First Lady Requires More Than Twenty Attendants

“In my own life, in my own small way, I have tried to give back to this country that has given me so much,” she said. “See, that’s why I left a job at a big law firm for a career in public service, ” –Michelle Obama

Michele Obama doesn’t receive a salary to serve as the First Lady and she isn’t required to perform any official duties. But she has an unprecedented number of staffers to cater to her every whim and to satisfy her every request during a recession.  Mary Lincoln was chastised for purchasing china for the White House during the Civil War, and Mamie Eisenhower had to pay the salary for her personal secretary.

How things have changed. If you’re one of the Americans who’s out of work, had your salary cut, earning less than subsistence wages, or serving up fast food just to earn a few bucks to make ends meet, then you should be outraged at the benefits package for these servants of Ms. Michelle. They receive the same one as members of the National Security and Defense Departments, and the bill for these assorted lackeys is paid by the taxpayers:

1. $172,200 – Sher, Susan (Chief Of Staff)

2. $140,000 – Frye, Jocelyn C. (Deputy Asst. to the President & Director of Policy & Projects for the First Lady)

3. $113,000 – Rogers, Desiree G. (Special Assistant to the President and White House Social Secretary)

4. $102,000 – Johnston, Camille Y. (Special Assist. to the President & Director of Communications for the  First Lady)

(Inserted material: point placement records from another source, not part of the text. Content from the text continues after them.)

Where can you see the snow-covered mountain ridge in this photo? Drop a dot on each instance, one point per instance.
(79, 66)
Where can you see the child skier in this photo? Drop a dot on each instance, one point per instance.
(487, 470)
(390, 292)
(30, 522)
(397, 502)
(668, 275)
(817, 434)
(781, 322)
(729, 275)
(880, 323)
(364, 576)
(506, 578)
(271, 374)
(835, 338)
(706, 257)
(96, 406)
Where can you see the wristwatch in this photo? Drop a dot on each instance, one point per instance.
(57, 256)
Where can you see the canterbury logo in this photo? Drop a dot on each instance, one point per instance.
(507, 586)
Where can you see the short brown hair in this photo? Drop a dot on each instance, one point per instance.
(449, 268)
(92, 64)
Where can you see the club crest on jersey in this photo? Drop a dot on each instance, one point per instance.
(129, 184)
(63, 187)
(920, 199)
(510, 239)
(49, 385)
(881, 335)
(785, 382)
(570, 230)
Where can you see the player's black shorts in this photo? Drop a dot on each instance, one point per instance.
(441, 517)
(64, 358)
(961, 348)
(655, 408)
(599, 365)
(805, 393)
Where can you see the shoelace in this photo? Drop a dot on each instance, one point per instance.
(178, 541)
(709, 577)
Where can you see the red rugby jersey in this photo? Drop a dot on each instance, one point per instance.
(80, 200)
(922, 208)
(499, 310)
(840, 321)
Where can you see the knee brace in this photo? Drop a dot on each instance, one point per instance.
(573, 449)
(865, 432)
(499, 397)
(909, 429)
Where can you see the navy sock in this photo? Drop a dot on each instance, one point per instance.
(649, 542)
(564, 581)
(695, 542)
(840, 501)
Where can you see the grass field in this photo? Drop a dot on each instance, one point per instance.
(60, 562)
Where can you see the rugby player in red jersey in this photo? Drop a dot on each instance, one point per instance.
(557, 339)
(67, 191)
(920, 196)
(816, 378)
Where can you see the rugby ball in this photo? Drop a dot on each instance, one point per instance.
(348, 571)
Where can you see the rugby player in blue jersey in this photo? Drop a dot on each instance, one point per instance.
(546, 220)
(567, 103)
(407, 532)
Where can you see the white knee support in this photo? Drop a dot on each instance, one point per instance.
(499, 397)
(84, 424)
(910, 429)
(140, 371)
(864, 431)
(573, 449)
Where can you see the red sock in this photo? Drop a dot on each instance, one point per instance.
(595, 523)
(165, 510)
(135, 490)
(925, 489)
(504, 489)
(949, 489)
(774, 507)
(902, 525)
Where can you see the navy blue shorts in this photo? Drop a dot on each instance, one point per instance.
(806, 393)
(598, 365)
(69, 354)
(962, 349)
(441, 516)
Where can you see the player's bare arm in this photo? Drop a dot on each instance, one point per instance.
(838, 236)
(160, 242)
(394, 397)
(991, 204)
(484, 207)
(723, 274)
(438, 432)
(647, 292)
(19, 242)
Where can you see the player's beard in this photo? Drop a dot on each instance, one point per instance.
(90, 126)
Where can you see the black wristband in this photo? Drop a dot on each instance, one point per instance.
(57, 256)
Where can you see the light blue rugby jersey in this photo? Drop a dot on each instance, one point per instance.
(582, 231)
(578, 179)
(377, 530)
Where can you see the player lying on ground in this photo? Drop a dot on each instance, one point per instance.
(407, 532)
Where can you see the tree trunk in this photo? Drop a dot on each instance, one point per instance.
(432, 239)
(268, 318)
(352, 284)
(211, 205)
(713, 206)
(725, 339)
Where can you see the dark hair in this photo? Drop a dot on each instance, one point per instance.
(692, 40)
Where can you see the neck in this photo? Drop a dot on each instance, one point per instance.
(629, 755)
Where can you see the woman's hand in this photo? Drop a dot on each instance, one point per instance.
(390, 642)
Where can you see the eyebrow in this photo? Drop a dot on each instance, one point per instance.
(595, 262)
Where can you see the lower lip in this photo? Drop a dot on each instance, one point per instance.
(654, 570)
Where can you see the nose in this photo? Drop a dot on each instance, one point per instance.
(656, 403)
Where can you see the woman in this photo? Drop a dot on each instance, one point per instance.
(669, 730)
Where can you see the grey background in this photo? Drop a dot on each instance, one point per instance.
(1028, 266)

6. $90,000 – Medina , David S. (Deputy Chief Of Staff to the First Lady)

7. $84,000 – Lelyveld, Catherine M. (Director and Press Secretary to the First Lady)

8. $75,000 – Starkey, Frances M. (Director of  Scheduling and Advance for the First Lady)

9. $70,000 – Sanders, Trooper (Deputy Director of Policy and Projects for the First Lady)

10. $65,000 – Burnough, Erinn J. (Deputy Director and Deputy Social Secretary)

11. $64,000 – Reinstein, Joseph B. (Deputy Director and Deputy Social Secretary)

12. $62,000 – Goodman, Jennifer R. (Deputy Director of Scheduling and Events Coordinator for the First Lady)

13. $60,000 – Fitts, Alan O. (Deputy Director of Advance and Trip Director for the First Lady)

14. $57,500 – Lewis, Dana M. (Special Assistant and Personal Aide to the First Lady)

15. $52,500 – Mustaphi, Semonti M. (Associate Director and Deputy Press Secretary to the First Lady)

16. $50,000 – Jarvis, Kristen E. (Special Assistant for Scheduling and Traveling Aide to the First Lady)

17. $45,000 – Lechtenberg, Tyler A. (Associate Director of Correspondence for the First Lady)

18. $43,000 – Tubman, Samantha (Deputy Associate Director, Social Office)

19. $40,000 – Boswell, Joseph J. (Executive Assistant to the Chief Of Staff to the First Lady)

20. $36,000 – Armbruster, Sally M. (Staff Assistant to the Social Secretary)

21. $35,000 – Bookey, Natalie (Staff Assistant)

22. $35,000 – Jackson, Deilia A. (Deputy Associate Director of Correspondence for the First Lady)

There has never been anyone in the White House at any time who has created such an army of staffers whose sole duties are the facilitation of the First Lady’s social life. One wonders why she needs so much help, at taxpayer expense, when Hillary only had three; Jackie Kennedy one; Laura Bush one, and prior to Mamie Eisenhower personal assistants came from the President’s own pocket.

Note: This does not include makeup artist Ingrid Grimes-Miles, 49, and “First Hairstylist” or Johnny Wright, 31, both of whom traveled aboard Air Force One to Europe.

At this price, we can’t afford any more “non-paid” public servants.